The oxidation state of uranium plays a major role in determining uranium mobility in the environment. Under anaerobic conditions, common metal respiring bacteria enzymatically reduce soluble U(VI) to U(IV), resulting in the formation of sparingly soluble UO2(bio) (biogenic uraninite). The stability of biologically precipitated uraninite is critical for determining the long-term fate of uranium and is not well characterized within soils and sediments.
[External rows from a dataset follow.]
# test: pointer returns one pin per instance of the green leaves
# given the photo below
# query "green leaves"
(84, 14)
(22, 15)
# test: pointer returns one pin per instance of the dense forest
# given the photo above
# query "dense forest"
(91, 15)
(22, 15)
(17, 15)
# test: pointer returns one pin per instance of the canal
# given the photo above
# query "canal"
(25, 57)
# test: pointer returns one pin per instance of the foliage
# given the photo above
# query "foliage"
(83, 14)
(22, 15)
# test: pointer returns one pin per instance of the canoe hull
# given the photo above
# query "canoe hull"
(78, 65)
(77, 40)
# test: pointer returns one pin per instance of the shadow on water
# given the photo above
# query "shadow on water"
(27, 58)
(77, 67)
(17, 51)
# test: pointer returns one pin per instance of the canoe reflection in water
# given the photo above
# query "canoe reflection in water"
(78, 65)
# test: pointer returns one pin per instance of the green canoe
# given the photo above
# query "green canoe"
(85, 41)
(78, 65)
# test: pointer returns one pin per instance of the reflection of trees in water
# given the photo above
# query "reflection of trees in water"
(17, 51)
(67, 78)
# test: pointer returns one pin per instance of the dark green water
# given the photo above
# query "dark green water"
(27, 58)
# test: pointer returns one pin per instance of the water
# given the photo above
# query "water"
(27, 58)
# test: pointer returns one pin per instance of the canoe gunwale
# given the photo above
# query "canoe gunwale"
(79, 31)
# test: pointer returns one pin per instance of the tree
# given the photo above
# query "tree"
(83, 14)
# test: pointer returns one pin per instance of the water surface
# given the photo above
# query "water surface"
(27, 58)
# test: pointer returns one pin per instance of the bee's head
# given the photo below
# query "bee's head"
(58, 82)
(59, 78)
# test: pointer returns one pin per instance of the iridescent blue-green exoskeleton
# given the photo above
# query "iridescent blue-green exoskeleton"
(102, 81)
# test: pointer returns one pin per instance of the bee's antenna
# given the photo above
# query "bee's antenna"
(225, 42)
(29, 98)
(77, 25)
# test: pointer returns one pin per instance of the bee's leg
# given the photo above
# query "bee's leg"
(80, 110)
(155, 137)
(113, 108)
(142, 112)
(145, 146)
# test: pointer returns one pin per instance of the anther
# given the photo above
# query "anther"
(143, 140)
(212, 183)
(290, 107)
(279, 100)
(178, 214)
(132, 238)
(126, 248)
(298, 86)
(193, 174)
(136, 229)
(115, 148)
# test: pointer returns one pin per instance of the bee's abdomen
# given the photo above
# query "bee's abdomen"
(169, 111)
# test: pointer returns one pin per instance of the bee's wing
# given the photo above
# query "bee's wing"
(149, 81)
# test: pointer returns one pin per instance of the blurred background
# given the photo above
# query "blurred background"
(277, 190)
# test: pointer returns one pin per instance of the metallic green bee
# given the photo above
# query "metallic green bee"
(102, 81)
Here, we demonstrate that biogenic uraninite oxidation by ferrihydrite, an environmentally ubiquitous, disordered Fe(III) (hydr)oxide, appears to proceed through a soluble U(IV) intermediate and results in the concomitant production of Fe(II) and dissolved U(VI). Uraninite oxidation rates are accelerated under conditions that increase its solubility and decrease uraninite surface passivation, which include high bicarbonate concentration and pH values deviating from neutrality. Thus, our results demonstrate that UO2(bio) oxidation by Fe(III) (hydr)oxides is controlled by the rate of uraninite dissolution and that this process may limit uranium(IV) sequestration in the presence of Fe(III) (hydr)oxides.